Chairwoman Del. Carol Krimm (D-Frederick) and County Executive Jan Gardner will next sign a joint letter to the Maryland Department of Transportation to ask for state funding between 2020 and 2025 to complete 24 major road, transit, sidewalk, safety and airport projects.
The top priority of the delegation and county remains the widening of U.S. 15 through the city of Frederick. But county Transportation Engineer Manager Ron Burns reminded the delegation that the state said over a year ago that drivers shouldn’t expect new lanes to open before 2030.
“If there’s an increase in revenues, then maybe it could move up. But the [State Highway Administration] is working with the city of Frederick to try to reduce some costs associated with water quality mitigation,” Burns said.

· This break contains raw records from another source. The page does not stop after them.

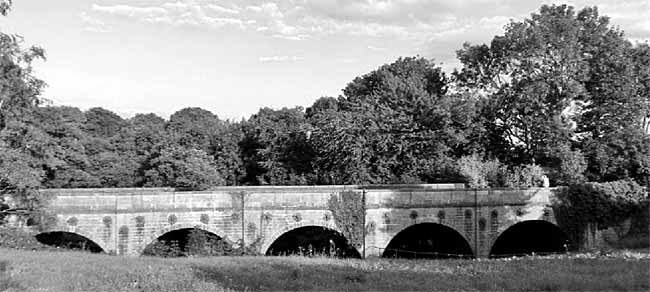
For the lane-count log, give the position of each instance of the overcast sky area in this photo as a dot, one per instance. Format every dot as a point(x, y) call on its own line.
point(233, 57)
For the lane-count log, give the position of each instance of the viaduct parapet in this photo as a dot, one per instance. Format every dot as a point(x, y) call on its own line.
point(125, 221)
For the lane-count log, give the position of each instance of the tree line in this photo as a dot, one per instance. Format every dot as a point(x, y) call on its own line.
point(561, 94)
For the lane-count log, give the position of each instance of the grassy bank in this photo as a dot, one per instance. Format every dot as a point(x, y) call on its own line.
point(73, 271)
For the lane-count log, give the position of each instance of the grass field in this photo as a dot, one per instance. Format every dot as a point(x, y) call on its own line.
point(22, 270)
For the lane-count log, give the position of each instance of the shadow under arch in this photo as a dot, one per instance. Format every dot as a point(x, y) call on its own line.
point(428, 241)
point(69, 240)
point(187, 239)
point(528, 237)
point(311, 240)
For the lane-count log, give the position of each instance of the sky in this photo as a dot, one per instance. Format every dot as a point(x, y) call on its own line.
point(233, 57)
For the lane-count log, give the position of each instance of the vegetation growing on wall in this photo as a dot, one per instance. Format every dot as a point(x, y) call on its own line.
point(348, 210)
point(603, 205)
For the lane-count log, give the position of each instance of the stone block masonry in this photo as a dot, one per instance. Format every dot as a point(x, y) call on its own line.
point(125, 221)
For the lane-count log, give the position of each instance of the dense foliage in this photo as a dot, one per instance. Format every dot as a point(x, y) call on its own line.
point(349, 210)
point(561, 94)
point(602, 205)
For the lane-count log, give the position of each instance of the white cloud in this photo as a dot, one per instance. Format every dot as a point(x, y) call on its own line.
point(413, 20)
point(176, 13)
point(92, 24)
point(222, 9)
point(270, 59)
point(373, 48)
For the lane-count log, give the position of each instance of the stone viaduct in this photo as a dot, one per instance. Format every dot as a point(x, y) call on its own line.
point(125, 221)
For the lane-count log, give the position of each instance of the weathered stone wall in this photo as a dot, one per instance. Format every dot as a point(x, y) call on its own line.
point(125, 221)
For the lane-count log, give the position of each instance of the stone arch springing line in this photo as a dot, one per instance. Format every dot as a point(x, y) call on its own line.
point(528, 237)
point(494, 221)
point(161, 232)
point(71, 240)
point(429, 240)
point(325, 232)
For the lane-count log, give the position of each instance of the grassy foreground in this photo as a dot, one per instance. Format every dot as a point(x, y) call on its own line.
point(22, 270)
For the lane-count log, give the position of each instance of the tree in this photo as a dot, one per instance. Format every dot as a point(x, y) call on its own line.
point(196, 128)
point(182, 168)
point(275, 149)
point(396, 124)
point(556, 82)
point(20, 174)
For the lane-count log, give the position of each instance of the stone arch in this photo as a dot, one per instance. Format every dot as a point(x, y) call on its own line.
point(153, 237)
point(268, 241)
point(85, 235)
point(447, 230)
point(551, 238)
point(504, 224)
point(444, 223)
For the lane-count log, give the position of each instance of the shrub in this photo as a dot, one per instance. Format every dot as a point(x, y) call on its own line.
point(603, 204)
point(568, 167)
point(348, 210)
point(479, 173)
point(18, 238)
point(526, 176)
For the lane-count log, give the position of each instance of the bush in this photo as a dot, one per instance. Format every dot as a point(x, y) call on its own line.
point(568, 167)
point(603, 204)
point(479, 173)
point(526, 176)
point(18, 238)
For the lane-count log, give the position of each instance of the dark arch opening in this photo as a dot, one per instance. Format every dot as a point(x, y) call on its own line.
point(68, 240)
point(188, 242)
point(313, 241)
point(528, 237)
point(428, 241)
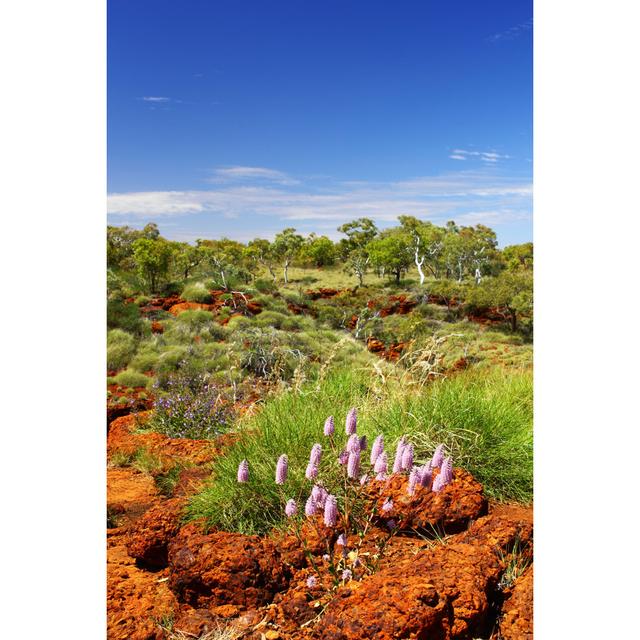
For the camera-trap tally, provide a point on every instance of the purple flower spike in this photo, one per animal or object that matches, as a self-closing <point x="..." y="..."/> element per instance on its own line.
<point x="291" y="509"/>
<point x="407" y="457"/>
<point x="352" y="421"/>
<point x="243" y="471"/>
<point x="329" y="427"/>
<point x="310" y="507"/>
<point x="381" y="463"/>
<point x="447" y="470"/>
<point x="438" y="457"/>
<point x="353" y="464"/>
<point x="377" y="448"/>
<point x="413" y="480"/>
<point x="316" y="454"/>
<point x="282" y="468"/>
<point x="331" y="511"/>
<point x="353" y="444"/>
<point x="397" y="463"/>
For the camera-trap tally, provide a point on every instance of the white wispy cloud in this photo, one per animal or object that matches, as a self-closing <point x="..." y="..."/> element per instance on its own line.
<point x="485" y="156"/>
<point x="481" y="197"/>
<point x="244" y="174"/>
<point x="512" y="32"/>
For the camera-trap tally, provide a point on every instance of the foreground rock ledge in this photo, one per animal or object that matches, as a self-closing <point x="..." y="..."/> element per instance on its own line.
<point x="443" y="593"/>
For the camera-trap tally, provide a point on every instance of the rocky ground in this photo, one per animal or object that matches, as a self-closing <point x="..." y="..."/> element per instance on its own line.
<point x="165" y="580"/>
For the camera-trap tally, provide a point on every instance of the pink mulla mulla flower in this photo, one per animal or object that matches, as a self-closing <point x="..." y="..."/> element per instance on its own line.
<point x="380" y="465"/>
<point x="413" y="479"/>
<point x="397" y="463"/>
<point x="310" y="507"/>
<point x="281" y="469"/>
<point x="353" y="443"/>
<point x="377" y="448"/>
<point x="447" y="470"/>
<point x="407" y="457"/>
<point x="351" y="421"/>
<point x="353" y="464"/>
<point x="329" y="426"/>
<point x="291" y="508"/>
<point x="243" y="471"/>
<point x="331" y="511"/>
<point x="438" y="457"/>
<point x="316" y="454"/>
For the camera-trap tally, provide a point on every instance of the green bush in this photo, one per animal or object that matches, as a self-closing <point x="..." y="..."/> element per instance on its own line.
<point x="130" y="378"/>
<point x="120" y="348"/>
<point x="196" y="292"/>
<point x="484" y="419"/>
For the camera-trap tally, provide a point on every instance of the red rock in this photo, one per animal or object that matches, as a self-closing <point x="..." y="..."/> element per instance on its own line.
<point x="443" y="592"/>
<point x="224" y="568"/>
<point x="150" y="535"/>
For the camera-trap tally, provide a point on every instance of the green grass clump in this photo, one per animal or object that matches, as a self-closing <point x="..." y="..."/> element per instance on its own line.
<point x="120" y="348"/>
<point x="485" y="420"/>
<point x="196" y="292"/>
<point x="130" y="378"/>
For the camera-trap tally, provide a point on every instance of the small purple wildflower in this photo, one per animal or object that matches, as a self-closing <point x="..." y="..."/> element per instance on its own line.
<point x="353" y="444"/>
<point x="397" y="463"/>
<point x="291" y="508"/>
<point x="310" y="507"/>
<point x="407" y="457"/>
<point x="377" y="448"/>
<point x="282" y="468"/>
<point x="243" y="471"/>
<point x="329" y="427"/>
<point x="381" y="463"/>
<point x="316" y="454"/>
<point x="413" y="480"/>
<point x="351" y="422"/>
<point x="331" y="511"/>
<point x="353" y="464"/>
<point x="438" y="457"/>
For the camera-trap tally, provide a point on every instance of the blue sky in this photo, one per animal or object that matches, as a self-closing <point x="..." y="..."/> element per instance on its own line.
<point x="238" y="118"/>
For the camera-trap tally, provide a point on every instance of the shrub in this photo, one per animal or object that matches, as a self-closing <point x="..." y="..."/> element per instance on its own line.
<point x="120" y="348"/>
<point x="196" y="292"/>
<point x="265" y="286"/>
<point x="130" y="378"/>
<point x="191" y="408"/>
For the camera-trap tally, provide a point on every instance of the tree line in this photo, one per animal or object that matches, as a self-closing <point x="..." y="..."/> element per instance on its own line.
<point x="450" y="253"/>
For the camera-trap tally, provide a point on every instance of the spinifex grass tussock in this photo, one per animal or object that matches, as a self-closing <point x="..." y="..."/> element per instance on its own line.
<point x="485" y="421"/>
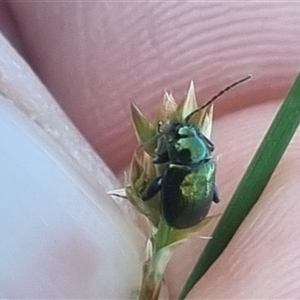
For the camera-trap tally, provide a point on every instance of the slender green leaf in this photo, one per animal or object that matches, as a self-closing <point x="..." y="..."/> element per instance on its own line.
<point x="257" y="175"/>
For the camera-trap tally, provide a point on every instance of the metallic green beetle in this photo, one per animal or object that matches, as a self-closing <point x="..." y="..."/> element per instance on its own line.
<point x="187" y="183"/>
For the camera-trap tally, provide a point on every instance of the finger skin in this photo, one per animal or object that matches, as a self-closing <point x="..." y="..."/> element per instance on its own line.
<point x="96" y="57"/>
<point x="262" y="260"/>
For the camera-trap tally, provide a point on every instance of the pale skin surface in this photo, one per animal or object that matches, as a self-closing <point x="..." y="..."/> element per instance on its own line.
<point x="96" y="57"/>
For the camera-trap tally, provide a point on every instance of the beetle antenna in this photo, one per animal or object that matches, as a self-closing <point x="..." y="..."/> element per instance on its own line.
<point x="215" y="97"/>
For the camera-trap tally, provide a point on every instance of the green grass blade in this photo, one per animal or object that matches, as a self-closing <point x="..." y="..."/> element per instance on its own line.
<point x="257" y="175"/>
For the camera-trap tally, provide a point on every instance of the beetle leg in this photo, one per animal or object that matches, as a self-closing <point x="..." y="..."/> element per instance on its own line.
<point x="216" y="198"/>
<point x="153" y="188"/>
<point x="209" y="143"/>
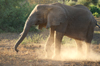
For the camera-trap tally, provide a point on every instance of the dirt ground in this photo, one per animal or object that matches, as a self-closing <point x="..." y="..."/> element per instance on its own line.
<point x="34" y="55"/>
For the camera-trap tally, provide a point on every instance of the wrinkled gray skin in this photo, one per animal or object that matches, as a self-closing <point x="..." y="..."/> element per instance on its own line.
<point x="76" y="22"/>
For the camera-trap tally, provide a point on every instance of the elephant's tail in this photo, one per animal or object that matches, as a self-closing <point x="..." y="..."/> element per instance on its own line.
<point x="97" y="25"/>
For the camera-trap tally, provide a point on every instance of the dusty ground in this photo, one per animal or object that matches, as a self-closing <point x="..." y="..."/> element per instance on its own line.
<point x="34" y="55"/>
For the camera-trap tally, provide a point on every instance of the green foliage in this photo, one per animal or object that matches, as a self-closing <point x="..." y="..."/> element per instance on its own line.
<point x="95" y="11"/>
<point x="13" y="14"/>
<point x="96" y="14"/>
<point x="71" y="3"/>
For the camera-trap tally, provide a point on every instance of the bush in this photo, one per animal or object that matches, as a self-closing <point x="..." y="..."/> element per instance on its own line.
<point x="95" y="11"/>
<point x="96" y="14"/>
<point x="71" y="3"/>
<point x="13" y="15"/>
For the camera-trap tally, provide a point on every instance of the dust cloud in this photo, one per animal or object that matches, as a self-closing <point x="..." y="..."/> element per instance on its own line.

The project is estimated to cost $180 million to add a lane in each direction by building in toward the median. About $10 million could be knocked off the project if the city can address some water quality concerns.
The county also does not support a piecemeal approach to the project.
“The [SHA] administrator seems to think you can build half of it at a time, and you can’t. Because if you build half of it, that only transfers the bottleneck a mile further up. It’s really an all-or-nothing project,” Burns said.
The southern portion of the county, however, could see some meaningful change come to U.S. 340.
The State Highway Administration has committed $6 million to design new on-ramps between Brunswick and Jefferson. The project will provide drivers a safer merge area onto Md. 17 and Md. 180 by extending the on-ramps and acceleration lanes.
The short ramps used to have yield signs, but the signs were removed after drivers kept being rear-ended, said Sen. Michael Hough (R-Frederick & Carroll), who lives in the area. He said he has witnessed many crashes and near misses between merging and traveling vehicles.
“They’re very dangerous. I’ve seen school buses trapped on the side of the road,” Hough said.
He was happy to see movement on the project. The delegation refused to sign the county’s transportation request letter two years ago until it added the on-ramps to its priority list, Hough said.
The State Highway Administration has not yet committed funds to the construction of the project, Burns said.
“When [the State Highway Administration] commits money to design, there’s an expectation that funding would follow. It just hasn’t been allocated out of their larger fund yet,” Burns told the delegation.
The delegation made one change to the county’s transportation priorities to downgrade the construction of a new MARC platform at Point of Rocks, at the recommendation of the Frederick County Planning Commission.
CSX would like the county to construct a skywalk over the railroad tracks between the platforms, said Del. Ken Kerr (D-Frederick). This has turned a “very affordable” project into a “not feasible” one, he said.
Frederick County will instead focus on adding a third CSX track to the Burnsville Hill section in Montgomery County, which seems to have wide support. The delegation is also advocating for added morning and evening service between Brunswick and Union Station in Washington, D.C., as well as midday, reverse peak and weekday service to Frederick.